Wednesday Jan 25, 2006

Sun Fire E6900 and Hotspot dominate SPECjbb2005 under 32 CPUs

The Sun Fire E6900 (24 chip) takes the lead running SPECjbb2005 on configurations with 32 chips or less with a score of 342,578 bops. This score surpasses the previous high score of 322,719 bops run on a Fujitsu Prime Quest 480 (32 chip!). Why is this result interesting?

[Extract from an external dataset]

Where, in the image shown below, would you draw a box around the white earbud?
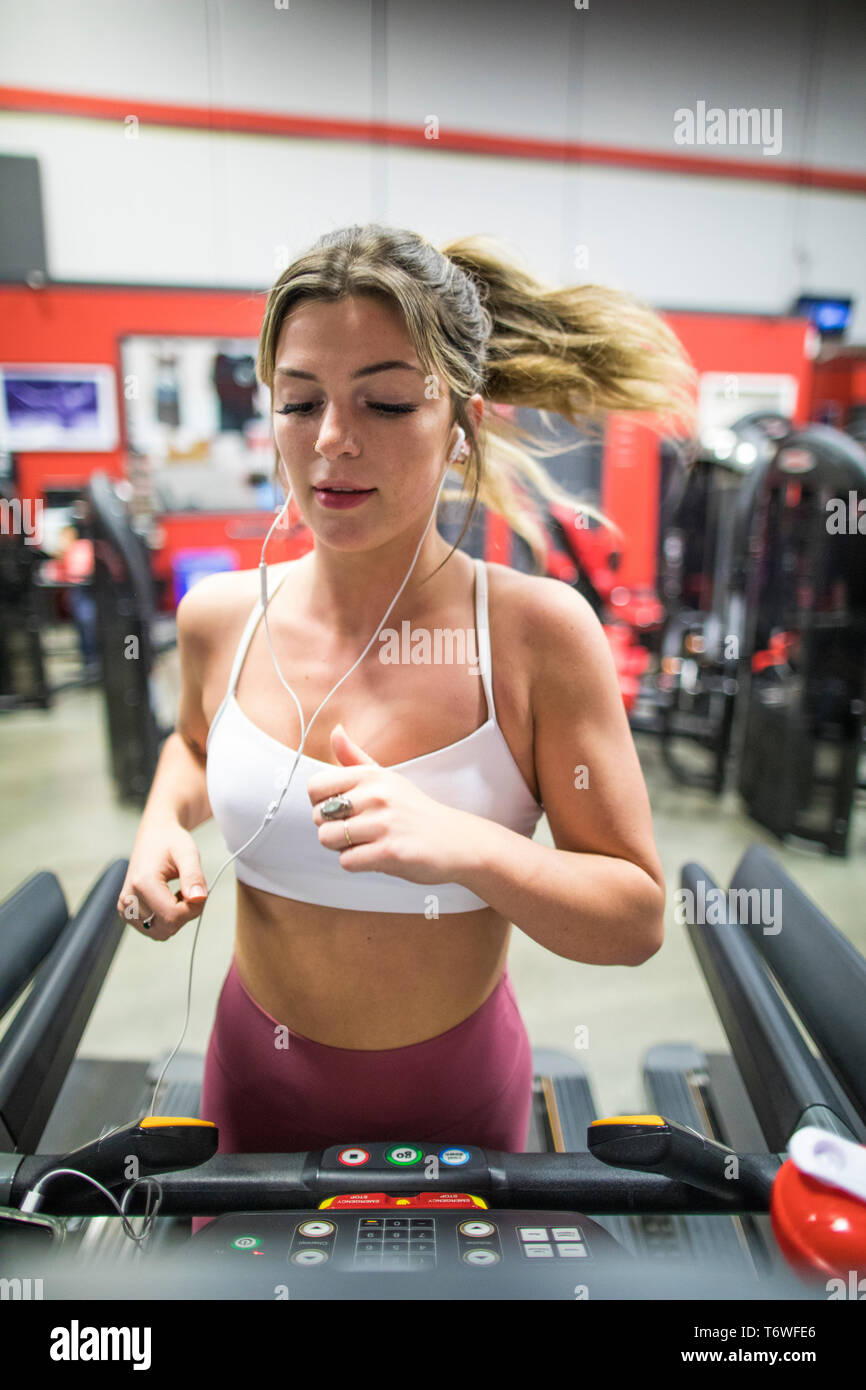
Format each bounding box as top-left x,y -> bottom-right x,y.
448,425 -> 466,463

First, the Sun Fire E6900 surpasses all other competitors in this space, faster than the IBM P5 570 and the Fujitsu Prime Quest 480. Second, and most importantly to me, this is the first of many results that highlight the performance of Sun Hotspot J2SE 5.0_06. Today's a good day for Sun Java Performance. SPEC Footnote: SPECjbb2005 Sun Fire E6900 (24-way, 24 chips, 48 cores) 342,578 bops, 28,548 bops/JVM submitted for review, Fujitsu PRIMEQUEST 480 (32 chips, 32 cores) 322,719 bops, 40,340 bops/JVM, IBM eServer p5 570 (8 chips, 16 cores, 16-way) 244,361 bops, 30,545 bops/JVM. SPEC, SPECjbb reg tm of Standard Performance Evaluation Corporation. Results as of 01/23/06 on www.spec.org.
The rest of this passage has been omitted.